Srinivas S. Pitla

New correlation to predict the heat transfer coefficient during in-tube cooling of turbulent supercritical CO2

The Nusselt number variations of supercritical carbon dioxide during in-tube cooling are presented and discussed. Using data presented in this paper as well as prior publications, a new correlation to predict the heat transfer coefficient of supercritical carbon dioxide during in-tube cooling has been developed. The new correlation is presented in this paper. It is based on mean Nusselt numbers that are calculated using the thermophysical properties at the wall and the bulk temperatures, respectively.
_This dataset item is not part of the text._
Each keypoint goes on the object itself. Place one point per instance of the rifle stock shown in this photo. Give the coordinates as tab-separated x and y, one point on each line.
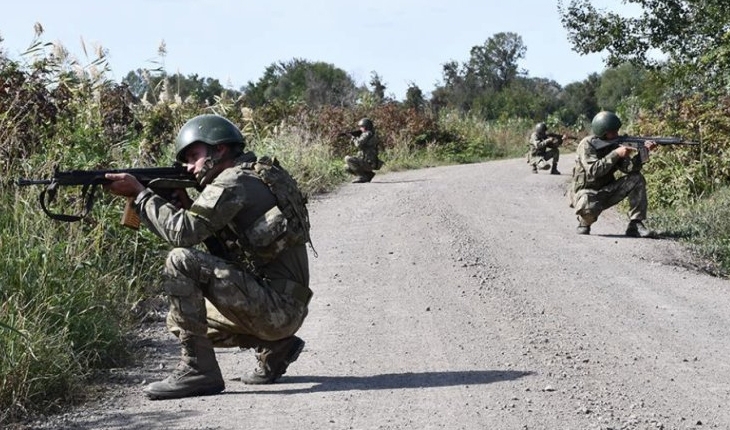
163	180
638	141
351	133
It is seen that the majority of the numerical and experimental values are within ±20% of the values predicted by the new correlation.

Heat Transfer from Supercritical Carbon Dioxide in Tube Flow: A Critical Review

Since the discovery that CFCs and HCFCs destroy the ozone layer and cause global warming, the need to regulate their use has been critical. In the ensuing research for new environmentally benign refrigerants, carbon dioxide has been considered due to its excellent thermophysical properties. This paper gives a review of the heat transfer and pressure drop characteristics of supercritical carbon dioxide in tube flow. This information is necessary for designing the gas cooler of a carbon dioxide refrigeration system. A comparison of the different heat transfer correlations applicable to cooling of supercritical carbon dioxide has also been made.

Convective Heat Transfer from In-Tube Cooling of Turbulent Supercritical Carbon Dioxide: Part 2—Experimental Data and Numerical Predictions

A combined experimental and numerical study of the heat transfer and pressure drop associated with in-tube cooling of supercritical carbon dioxide was conducted. The experimental measurements are presented and compared with numerical predictions obtained from the mathematical model presented in the first part of this two-part paper. Heat transfer and pressure drop data of practical utility for the design of a supercritical carbon dioxide gas cooler are also presented in this paper. The effects of the mass flow rate and pressure on the heat-transfer coefficient and the friction factor are examined and explained.

Convective Heat Transfer from In-Tube Flow of Turbulent Supercritical Carbon Dioxide: Part 1—Numerical Analysis

A mathematical model to simulate the turbulent flow of supercritical carbon dioxide during in-tube cooling is presented. The model is based on the Favre-averaged, parabolized Navier-Stokes equations and an appropriate turbulence model. Accurate thermophysical property data for supercritical carbon dioxide are used as input. The model is used to predict the variations of the heat transfer coefficient along the length of the tube. It is found that the heat transfer coefficient displays a maximum at some location downstream of the inlet. The model results are used to provide an explanation for the unusual behavior of the heat transfer coefficient and to gain insights on in-tube cooling of supercritical carbon dioxide.